The federal government's recent decision to decrease the number of recommended childhood vaccines from 17 to 11-and fall more in line with other high-income countries-is raising questions and concerns among families, health care providers, schools and state public health leaders.
University of Michigan experts in epidemiology and health policy, discuss the potential implications and other issues related to the decision.

Abram Wagner, assistant professor of epidemiology and global public health at the School of Public Health, investigates vaccination programs, including analyzing vaccine effectiveness studies and vaccine hesitancy. He also studies how infection spreads among groups of people by testing blood for immune markers.
"For generations, Republican and Democratic administrations alike have been united in supporting American scientists and physicians to make evidence-based decisions about what is best for American children," he said. "This announcement from the Department of Health and Human Services effectively outsources vaccine recommendations to other countries, despite clear differences in epidemiology, disease susceptibility, demographics, and healthcare systems.
"I would prefer that decisions about the health of American children continue to be made by American experts, using American data and within American ethical and legal frameworks."

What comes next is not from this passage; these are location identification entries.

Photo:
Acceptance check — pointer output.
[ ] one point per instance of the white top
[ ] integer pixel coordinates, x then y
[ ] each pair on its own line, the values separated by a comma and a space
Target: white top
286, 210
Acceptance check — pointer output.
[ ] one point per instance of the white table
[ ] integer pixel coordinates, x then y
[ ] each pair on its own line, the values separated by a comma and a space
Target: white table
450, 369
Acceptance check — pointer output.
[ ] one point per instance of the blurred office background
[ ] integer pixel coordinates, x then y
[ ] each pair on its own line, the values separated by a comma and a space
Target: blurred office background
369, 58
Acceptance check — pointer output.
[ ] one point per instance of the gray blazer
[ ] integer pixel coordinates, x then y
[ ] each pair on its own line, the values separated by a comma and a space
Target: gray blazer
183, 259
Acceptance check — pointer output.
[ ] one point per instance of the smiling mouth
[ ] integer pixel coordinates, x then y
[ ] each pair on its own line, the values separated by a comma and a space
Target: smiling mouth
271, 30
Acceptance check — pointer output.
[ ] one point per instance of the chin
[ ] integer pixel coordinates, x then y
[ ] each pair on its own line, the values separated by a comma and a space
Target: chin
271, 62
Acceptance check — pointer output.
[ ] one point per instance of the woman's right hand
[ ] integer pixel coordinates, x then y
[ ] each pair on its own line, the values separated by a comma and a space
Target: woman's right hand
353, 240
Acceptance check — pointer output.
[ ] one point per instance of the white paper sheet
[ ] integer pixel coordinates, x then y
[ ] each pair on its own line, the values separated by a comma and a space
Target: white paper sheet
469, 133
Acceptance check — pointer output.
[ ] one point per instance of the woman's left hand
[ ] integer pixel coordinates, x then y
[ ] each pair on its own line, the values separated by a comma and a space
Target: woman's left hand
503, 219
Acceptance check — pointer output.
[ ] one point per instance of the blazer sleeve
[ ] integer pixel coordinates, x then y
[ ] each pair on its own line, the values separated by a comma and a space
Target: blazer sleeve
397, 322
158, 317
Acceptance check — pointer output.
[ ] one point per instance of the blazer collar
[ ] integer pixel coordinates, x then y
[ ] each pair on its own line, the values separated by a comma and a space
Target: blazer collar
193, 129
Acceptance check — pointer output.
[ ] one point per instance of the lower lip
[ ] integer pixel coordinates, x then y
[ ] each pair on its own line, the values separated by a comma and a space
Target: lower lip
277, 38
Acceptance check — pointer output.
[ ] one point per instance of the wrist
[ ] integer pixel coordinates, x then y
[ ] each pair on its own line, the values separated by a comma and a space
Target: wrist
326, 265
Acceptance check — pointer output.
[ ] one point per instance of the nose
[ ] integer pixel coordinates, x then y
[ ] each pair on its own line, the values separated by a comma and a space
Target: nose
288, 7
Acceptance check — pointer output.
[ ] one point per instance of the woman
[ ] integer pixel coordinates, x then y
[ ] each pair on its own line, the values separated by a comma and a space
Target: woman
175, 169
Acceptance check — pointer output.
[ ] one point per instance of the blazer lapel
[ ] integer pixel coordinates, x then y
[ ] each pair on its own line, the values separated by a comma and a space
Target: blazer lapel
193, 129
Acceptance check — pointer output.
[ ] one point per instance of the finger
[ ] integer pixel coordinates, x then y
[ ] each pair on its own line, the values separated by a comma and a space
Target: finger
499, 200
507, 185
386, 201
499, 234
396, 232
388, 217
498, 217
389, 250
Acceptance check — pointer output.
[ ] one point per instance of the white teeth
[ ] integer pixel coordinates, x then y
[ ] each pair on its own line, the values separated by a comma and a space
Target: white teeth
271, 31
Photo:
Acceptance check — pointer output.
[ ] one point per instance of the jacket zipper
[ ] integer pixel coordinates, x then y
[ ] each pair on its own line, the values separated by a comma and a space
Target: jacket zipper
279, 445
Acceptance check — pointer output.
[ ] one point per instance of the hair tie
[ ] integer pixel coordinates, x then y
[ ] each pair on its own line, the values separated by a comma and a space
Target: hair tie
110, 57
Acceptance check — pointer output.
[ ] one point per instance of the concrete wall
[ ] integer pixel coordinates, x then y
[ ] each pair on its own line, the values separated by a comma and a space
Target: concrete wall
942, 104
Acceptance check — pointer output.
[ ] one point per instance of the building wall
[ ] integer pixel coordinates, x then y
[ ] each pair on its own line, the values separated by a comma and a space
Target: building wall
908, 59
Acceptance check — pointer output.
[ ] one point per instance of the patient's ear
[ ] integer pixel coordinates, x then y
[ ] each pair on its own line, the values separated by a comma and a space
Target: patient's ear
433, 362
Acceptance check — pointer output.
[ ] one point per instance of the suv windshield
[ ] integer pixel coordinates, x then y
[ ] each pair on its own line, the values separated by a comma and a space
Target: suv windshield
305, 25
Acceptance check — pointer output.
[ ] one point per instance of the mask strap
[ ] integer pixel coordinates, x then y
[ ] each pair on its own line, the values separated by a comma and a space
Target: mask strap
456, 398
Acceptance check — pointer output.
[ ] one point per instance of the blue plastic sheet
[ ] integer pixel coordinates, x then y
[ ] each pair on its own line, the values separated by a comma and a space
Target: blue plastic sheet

Anand Parekh, chief health policy officer at the School of Public Health and a former deputy assistant secretary for health at the Department of Health and Human Services, says the basis for the change is not the science of childhood illness but political preferences.
"The science underlying the childhood vaccine schedule-the epidemiology of childhood infectious diseases, the safety and effectiveness of the vaccines-has not changed nor has our nation's commitment to procuring and purchasing childhood vaccines," said Parekh, a board-certified internal medicine physician. "There has been no new data, evidence or study leading to this decision. All that has elicited the change is the personal preference of current policymakers who wish to see children receiving fewer vaccines in this country.
"It is always prudent to review and update the science behind vaccine safety and effectiveness. Unfortunately, no serious research study or transparent dialogue with pediatricians or infectious disease experts was undertaken in this decision."
Parekh says it's surprising to see the change as measles outbreaks spread and the U.S. is weathering an era of record childhood flu deaths.
"It is particularly ironic that flu shots are no longer being recommended when we are in the midst of a significant flu season and the current vaccine is over 70% effective against emergency department visits and hospitalizations for children and adolescents. This also comes on the heels of a record number of children dying from the flu last year," said Parekh, who has led national efforts on public health emergency preparedness related to pandemic influenza and bioterrorism and developed and implemented national initiatives on prevention, wellness and care management.
"From an institutional perspective, I do not believe that healthcare entities-physicians, hospitals, insurance companies-will change their current practice and adopt the new schedule. I also believe that most state legislatures will refrain from adopting the new schedule and changing kindergarten entry requirements in public schools."

Amy Thompson, a clinical professor at the College of Pharmacy and director of Community Health and Engagement at Michigan Medicine, says there's flawed-and risky-logic in changing vaccine recommendations for U.S. children based on other countries' approaches.
"While the rationale of the changes is to better align the U.S. with other developed countries, promote shared decision-making and increase public trust, these changes were made with limited expert review," she said. "My concern is that this will lead to more confusion for both parents and health care providers and actually weaken confidence in routine childhood vaccination-leading to reduced vaccination rates and increased disease outbreaks. We are already seeing this outcome with the recent measles outbreaks.
"Important factors such as population size, access to health care and disease burden are all considered when vaccine recommendations are made. These recommendations are not meant to be copied and pasted from one country to another, and what works well in one country will not necessarily work well in the U.S. Additionally, we have seen the impact of a change in the vaccine schedule in the U.S. before. In 1999, the CDC changed the hepatitis B vaccine schedule from all infants receiving the first dose, to only infants born to infected mothers receiving the first dose at birth. This led to lower overall vaccination rates and the CDC eventually reversed that guidance, recognizing that protecting all newborns was the safest approach."
And with the U.S. seeing decreasing vaccine rates for children and preventable, contagious, potentially deadly diseases reemerging, Thompson fears the proven approach of prevention will fall out of favor.
"My main concern is that parents may choose to decline vaccines without fully understanding and discussing the risks versus benefits with a clinician," she said. "Supporters of this change believe the approach could open the door for more shared decision-making between parents and health care providers and allow for more individualized decisions. However, I feel that preventative care works best when expectations and messaging are consistent across the board.
"The real concern with reducing universal recommendations is that fewer children may get the vaccines they need. Research has consistently shown that the recommended childhood vaccine schedule is safe, and we know that when vaccination rates drop, the risk of preventable diseases goes up, not just for individual children, but for whole communities."